I have been attempting to do my part in helping make the Alliance for Texas History into an organization which can accomplish here in Texas analogously the same kind of constructive progress for the academic historical community which Ben Wall made in his time. The obstacles he faced were different than those with which the current generation of Texas academic historians must contend today. Yet, Bennett H. Wall did his best to guarantee the historical profession in which he participated would adapt appropriately with the times. I hope that through the Alliance for Texas History the same will happen for the present-day academic historians who belong to the new organization. 

 

 

Tuesday, July 2, 2024

Blanca Cummins Featured in the July 2024 Issue of Texas Monthly Magazine

I am very proud the Texas Monthly magazine's July 2024 issue features an article about my sister-in-law Blanca Cummins' donation and archival project at the Benson Latin American Collection of the University of Texas at Austin.



 


Tuesday, June 25, 2024

Making the Unknown Known: Women in Early Texas Art, 1860-1960s

 


    The annual meeting of CASETA, the Center for the Advancement and Study of Early Texas Art, featured on June 21 in Houston a special book signing for the new publication Making the Unknown Known: Women in Early Texas Art, 1860s-1960s edited by Victoria Hennessey Cummins and me.

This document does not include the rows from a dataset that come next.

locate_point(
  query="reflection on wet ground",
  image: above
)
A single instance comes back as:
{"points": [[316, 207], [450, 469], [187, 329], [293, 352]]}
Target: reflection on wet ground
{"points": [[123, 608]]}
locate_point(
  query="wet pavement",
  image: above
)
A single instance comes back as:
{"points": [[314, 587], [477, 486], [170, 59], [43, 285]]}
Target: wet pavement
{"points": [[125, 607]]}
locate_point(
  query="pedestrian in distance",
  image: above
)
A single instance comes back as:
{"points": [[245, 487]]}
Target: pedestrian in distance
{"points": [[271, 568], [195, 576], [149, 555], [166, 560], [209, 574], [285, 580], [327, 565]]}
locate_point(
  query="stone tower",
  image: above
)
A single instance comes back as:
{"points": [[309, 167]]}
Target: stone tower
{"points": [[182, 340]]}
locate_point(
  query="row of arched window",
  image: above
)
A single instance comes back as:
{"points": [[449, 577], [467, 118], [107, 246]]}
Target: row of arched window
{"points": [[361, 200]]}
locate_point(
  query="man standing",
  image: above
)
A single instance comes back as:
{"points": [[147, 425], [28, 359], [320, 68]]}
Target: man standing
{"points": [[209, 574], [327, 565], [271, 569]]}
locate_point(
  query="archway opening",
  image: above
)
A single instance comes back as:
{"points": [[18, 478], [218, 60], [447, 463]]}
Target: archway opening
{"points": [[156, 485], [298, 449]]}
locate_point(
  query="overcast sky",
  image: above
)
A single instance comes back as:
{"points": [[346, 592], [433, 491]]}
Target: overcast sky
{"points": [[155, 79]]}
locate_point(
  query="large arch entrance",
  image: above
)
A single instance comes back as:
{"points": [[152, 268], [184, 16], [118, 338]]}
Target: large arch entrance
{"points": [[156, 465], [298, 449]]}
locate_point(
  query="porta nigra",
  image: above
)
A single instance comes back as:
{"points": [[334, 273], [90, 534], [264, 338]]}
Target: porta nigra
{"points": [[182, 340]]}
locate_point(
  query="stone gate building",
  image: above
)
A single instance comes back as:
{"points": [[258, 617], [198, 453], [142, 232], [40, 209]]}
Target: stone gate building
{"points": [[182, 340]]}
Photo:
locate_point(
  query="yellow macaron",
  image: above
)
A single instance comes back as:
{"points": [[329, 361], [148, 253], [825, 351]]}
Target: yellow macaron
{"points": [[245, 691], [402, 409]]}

    A group of talented contributing chapter authors produced the essays in this book. It places women artists from past eras of the state’s history into the larger social and cultural contexts in which they lived. In so doing, it evaluates the contributions made by women artists to defining the nature of the wider experience of Texas history. In Making the Unknown Known, contributors explore the significant role women artists played in developing early Texas art from the nineteenth century through the latter part of the twentieth century. The biographies presented in the book allow readers to compare these women’s experiences across time as they negotiated the gendered expectations about artists in society at large and the Texas art community itself. 

    Surveying the contributions women made to the visual arts in the Lone Star state, Making the Unknown Known analyzes women’s artistic work with respect to geographic and historical connections. Including surveys of the work of artists such as Louise Wüste, Emma Richardson Cherry, Eleanor Onderdonk, Grace Spaulding John, and others, it offers a groundbreaking assessment of the role women artists have played in interpreting the meaning, history, heritage, and unique character of Texas. It contains an analysis of their varied styles of art, the media they employed, and the subject matter contained in their art. It thus evaluates the contributions made by women artists to defining the nature of the wider Texas experience as an American region.



Tuesday, March 26, 2024

The Louisiana Historical Association


Attending the Session by Professor Jill Ellis
Vicki and attended the annual meeting of the Louisiana Historical Association in New Orleans, recently held from March 21 to 23. We both joined that organization over fifty years ago when we were graduate students at Tulane University. Many of our professors and fellow graduate students have been active in the LHA, which has continued to the present-day. Two of my greatest graduate school influences, Professors Bennett H. Wall and Hugh F. Rankin, were both presidents of that group. So, it meant very much to me that years later I also came to hold that post. This year’s meeting provided a chance for us to see many old friends, attend interesting sessions, and enjoy the many wonderful scholarly interactions which take place at such meetings. I particularly enjoyed a wonderful session chaired by Professor Mark Fernandez of Loyola University dealing with historians podcasting over the internet, a phenomenon that is flourishing. The main plenary session featured Princeton’s Jill Ellis talking about the history of indigenous peoples in Louisiana.